Analog input modules:
Short self test. Using a regular, periodic difference detection, determine whether the internal failure.
Long post. Use the health status of each channel to verify whether internal failure.
Power supply monitor: no power monitor, the function by the analog–digital converter testing periods, analog–digital converters and digital–analog converter provides values based on their power supply voltage is to be achieved.
2. Secure digital input module 6 safety PLC
Internal diagnostics: a common input for each input channel circuit and 2 independent access link, each a digital microprocessor–driven input serializer (DIS) to enter information on sampling. In addition, a digital microprocessor–driven input reducer (DID), and then diagnose drive diagnostic function blocks realized restoring data synchronization with the input data.
Input channel error detection: digital input monitor power supply, use of external connection for leakage current detection, minimal leakage current of 1mA, if there is no leakage current, on behalf of open circuit failure on the external circuit, in the case of dry contact, contact a 10K pullup resistors in parallel, for the external line break detection. Each input circuit configured switches periodically to a 1 or 0, for the detection circuit is healthy. Each input circuit for independent testing, if problems are found in the diagnosis of position 1, declare channel is in a healthy state.

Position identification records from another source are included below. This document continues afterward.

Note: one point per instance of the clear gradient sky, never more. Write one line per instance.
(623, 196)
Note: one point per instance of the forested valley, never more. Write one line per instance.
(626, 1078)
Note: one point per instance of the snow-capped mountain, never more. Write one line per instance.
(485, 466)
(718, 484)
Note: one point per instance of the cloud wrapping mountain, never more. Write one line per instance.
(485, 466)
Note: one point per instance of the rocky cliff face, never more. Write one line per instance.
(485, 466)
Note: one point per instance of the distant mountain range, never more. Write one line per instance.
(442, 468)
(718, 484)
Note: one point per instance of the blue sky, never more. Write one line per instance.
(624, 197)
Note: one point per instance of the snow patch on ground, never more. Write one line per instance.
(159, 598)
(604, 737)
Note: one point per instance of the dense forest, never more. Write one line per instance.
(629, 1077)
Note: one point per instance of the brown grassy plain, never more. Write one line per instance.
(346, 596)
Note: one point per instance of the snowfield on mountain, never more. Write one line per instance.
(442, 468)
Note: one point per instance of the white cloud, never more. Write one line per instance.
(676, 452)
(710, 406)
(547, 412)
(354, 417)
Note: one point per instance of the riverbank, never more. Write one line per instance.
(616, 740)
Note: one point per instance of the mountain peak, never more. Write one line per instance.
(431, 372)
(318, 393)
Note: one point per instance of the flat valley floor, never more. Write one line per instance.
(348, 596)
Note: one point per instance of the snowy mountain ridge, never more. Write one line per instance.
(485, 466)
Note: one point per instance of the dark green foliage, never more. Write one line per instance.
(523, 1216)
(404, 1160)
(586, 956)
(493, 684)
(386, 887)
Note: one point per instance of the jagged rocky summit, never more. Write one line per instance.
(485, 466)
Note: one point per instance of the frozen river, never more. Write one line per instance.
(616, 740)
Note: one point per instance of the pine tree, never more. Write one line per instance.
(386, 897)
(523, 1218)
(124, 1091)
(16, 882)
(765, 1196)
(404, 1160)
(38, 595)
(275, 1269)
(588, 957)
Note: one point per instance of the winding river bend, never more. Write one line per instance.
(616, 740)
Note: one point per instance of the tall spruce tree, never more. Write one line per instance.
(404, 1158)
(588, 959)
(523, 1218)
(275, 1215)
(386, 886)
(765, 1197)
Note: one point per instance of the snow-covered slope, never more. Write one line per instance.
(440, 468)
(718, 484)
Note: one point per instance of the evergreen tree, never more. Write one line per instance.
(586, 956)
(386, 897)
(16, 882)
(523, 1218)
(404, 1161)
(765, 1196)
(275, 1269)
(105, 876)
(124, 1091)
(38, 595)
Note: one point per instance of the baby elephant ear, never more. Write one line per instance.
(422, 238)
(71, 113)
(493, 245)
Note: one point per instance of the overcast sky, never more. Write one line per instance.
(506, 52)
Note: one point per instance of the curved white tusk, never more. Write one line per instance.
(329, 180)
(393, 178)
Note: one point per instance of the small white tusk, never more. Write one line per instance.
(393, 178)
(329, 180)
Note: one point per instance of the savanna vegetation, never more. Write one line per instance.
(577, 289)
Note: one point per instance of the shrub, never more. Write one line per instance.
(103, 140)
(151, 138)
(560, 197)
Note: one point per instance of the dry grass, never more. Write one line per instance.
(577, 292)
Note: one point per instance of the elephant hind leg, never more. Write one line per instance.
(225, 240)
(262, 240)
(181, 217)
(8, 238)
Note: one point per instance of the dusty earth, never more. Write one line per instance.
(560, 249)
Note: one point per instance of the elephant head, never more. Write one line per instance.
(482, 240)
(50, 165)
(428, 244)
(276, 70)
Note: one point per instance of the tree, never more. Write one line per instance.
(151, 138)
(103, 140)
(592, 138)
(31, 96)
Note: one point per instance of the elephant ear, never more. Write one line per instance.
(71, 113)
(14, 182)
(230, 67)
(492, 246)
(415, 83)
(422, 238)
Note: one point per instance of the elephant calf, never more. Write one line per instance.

2. 7 safety PLC digital output module
Internal diagnostics: in order to check that the switch is open and closed, in the output module (module internal circuit, insert a diagnosis of periodic cycle) is a pulse test.
Diagnostic sequences include:
Change the switching command, this time is very short, and does not affect actuator, Max less than 1ms;
Verification of test results, and
Restore the correct switch command.
Power supply monitor: each output circuit consists of two tandem switch, there are two control processors respectively. First microprocessor with digital output reducer (DOD) drive switch, driven by the second processor after you restore it on and off. In each cycle, two microprocessor system of neutral-point voltage is compared with a threshold, and then exchange them if, midpoint assessment of status, diagnose the switching State. If an error has been detected in a channel, then immediately shut down, and set up Diagnostics, notify the CPU.
Summary of the third,
Through the introduction of the first two chapters and understand basic differences of the safety PLC and General PLC, have, in fact, like: external sensor connection of different, internal functional blocks of your operating system, software settings and software programming of the different requirements, as well as secure communications protocol specification, and so on, have the opportunity to interact with your readers.
Certainly, security PLC and General PLC also has many similar of at, like said: both are has implementation logic and counts calculation of capacity; both are has typical of entered and output (I/O) module, provides explained from process sensor signal and implementation control to eventually components of capacity; both are is used scan entered, then for calculation, last wrote to output; both are has typical of digital communication interface. General PLC not based on fault-tolerant and fail-safe design, this is the most fundamental difference between them.
Because many users find conventional PLC cannot be used for protection in critical applications, resulting in a demand for safety PLC. Safety PLC in design, manufacturing and installation standards are very high. If the project facilities, ignore these standards, or by the method implementation below these standards, from the perspective of occupational and social, is deceptive and irresponsible.